Photograph by Simon Dawson/Bloomberg

That the deal to sell Nokia’s devices business to Microsoft crystallized in Barcelona is fitting, as both companies will be speaking a lot of Spanish in the future.

If you were to look at signs of Microkia’s success in the U.S., it wouldn’t take you look very long—there isn’t much. Windows Phone devices have a 3.5 percent market share in Microsoft’s native land. Cast your gaze southward, though, and a different picture emerges: Windows Phone is the third-biggest OS in Brazil, Argentina, and Chile, and its the second-biggest in Mexico, Colombia, and Peru. Much of this success is due to the Lumia 520, Nokia’s entry-level phone sold in Latin American markets for less than $150. That’s not $150 with a two-year contract—that’s $150 contract-free, which is how most phones are sold outside the U.S. As a point of comparison, Apple’s iPhone 5 costs about $800 in Mexico.

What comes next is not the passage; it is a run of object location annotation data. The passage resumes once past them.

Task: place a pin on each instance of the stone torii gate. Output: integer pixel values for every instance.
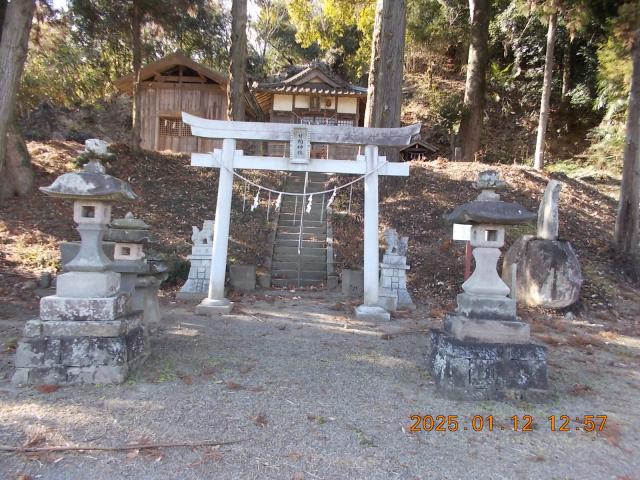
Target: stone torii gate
(300, 138)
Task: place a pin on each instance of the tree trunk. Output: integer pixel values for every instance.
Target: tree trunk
(384, 95)
(566, 71)
(136, 42)
(538, 163)
(17, 175)
(14, 43)
(627, 233)
(476, 84)
(238, 66)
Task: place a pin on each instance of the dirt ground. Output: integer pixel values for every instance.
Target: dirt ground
(310, 393)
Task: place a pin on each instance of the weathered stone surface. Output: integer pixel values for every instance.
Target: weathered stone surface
(485, 281)
(242, 277)
(80, 309)
(548, 272)
(105, 328)
(489, 331)
(352, 282)
(88, 284)
(548, 222)
(68, 250)
(89, 351)
(485, 307)
(92, 182)
(485, 371)
(197, 284)
(371, 313)
(213, 308)
(145, 298)
(70, 359)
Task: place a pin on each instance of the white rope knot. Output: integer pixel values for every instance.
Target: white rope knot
(333, 196)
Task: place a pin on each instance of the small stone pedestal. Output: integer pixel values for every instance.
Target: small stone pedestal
(484, 351)
(393, 273)
(87, 332)
(197, 284)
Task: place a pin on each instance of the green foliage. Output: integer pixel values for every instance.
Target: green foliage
(342, 30)
(57, 70)
(277, 46)
(441, 26)
(614, 77)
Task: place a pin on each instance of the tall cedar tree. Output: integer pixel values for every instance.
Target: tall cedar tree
(538, 162)
(384, 96)
(238, 64)
(476, 84)
(16, 17)
(627, 234)
(108, 20)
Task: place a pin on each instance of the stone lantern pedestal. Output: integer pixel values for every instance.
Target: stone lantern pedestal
(484, 351)
(86, 332)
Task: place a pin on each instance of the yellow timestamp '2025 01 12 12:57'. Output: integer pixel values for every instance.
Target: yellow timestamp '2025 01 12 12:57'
(518, 423)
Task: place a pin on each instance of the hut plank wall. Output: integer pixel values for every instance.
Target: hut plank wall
(158, 99)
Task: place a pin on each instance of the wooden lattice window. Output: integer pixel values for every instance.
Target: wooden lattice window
(174, 127)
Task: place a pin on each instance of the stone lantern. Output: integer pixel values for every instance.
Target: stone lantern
(86, 332)
(140, 276)
(485, 350)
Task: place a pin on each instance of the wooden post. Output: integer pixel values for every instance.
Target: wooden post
(216, 302)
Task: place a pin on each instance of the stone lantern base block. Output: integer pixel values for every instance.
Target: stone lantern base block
(490, 331)
(466, 370)
(87, 284)
(373, 313)
(55, 308)
(485, 307)
(76, 352)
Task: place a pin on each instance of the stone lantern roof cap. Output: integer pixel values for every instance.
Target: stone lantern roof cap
(129, 222)
(488, 208)
(491, 212)
(92, 183)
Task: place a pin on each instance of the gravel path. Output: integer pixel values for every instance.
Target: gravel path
(313, 394)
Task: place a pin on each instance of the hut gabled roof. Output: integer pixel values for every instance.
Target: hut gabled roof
(174, 68)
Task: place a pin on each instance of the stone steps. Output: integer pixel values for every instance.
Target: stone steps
(306, 229)
(286, 282)
(288, 268)
(304, 275)
(306, 263)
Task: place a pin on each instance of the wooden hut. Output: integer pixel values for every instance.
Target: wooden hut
(172, 85)
(419, 150)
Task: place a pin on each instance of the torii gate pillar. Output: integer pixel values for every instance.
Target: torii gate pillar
(370, 310)
(216, 302)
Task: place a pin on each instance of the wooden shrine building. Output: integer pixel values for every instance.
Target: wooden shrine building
(312, 96)
(170, 86)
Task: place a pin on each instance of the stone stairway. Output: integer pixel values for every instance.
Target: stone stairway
(309, 268)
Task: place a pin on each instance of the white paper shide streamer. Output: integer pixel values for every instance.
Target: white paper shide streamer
(332, 197)
(309, 203)
(256, 201)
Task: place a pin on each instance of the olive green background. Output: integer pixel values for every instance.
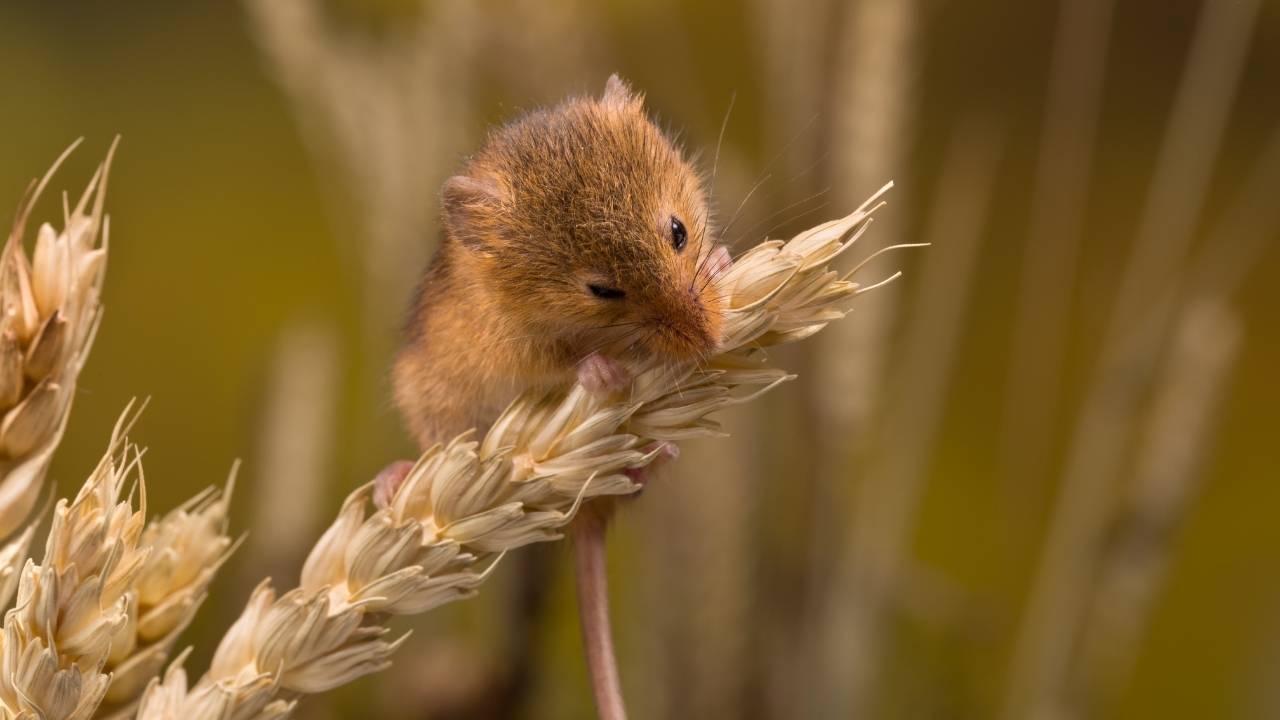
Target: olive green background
(225, 231)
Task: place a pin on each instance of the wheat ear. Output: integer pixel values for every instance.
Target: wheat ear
(467, 502)
(49, 310)
(76, 601)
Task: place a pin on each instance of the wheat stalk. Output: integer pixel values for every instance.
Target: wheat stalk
(76, 602)
(49, 311)
(186, 548)
(97, 616)
(467, 502)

Capturing the low end of the market is something Nokia can do because it’s been selling in developing markets since before phones were smart. And going cheap may also be the intelligent move: By this point, high-end smartphone users have pretty much bought the smartphone they want. It’s incredibly hard to pry existing users away from their ecosystems. New users? That’s a different story. There are millions upon millions of them in Latin America and Africa, where—unlike in China and India—there’s no homegrown mobile industry Nokia has to compete with.

And if Microsoft-Nokia can capture those new customers in developing markets, then it stands a chance of holding on to them as they move up the device food chain. Nokia’s strategy is like Hyundai’s in this way: Identify new customers who have little brand loyalty, offer them a good product at a good price, and hope they stick with you and want nicer and more expensive things.

It’s a completely reasonable plan. The only problem? Other mobile companies are likely to do the same thing.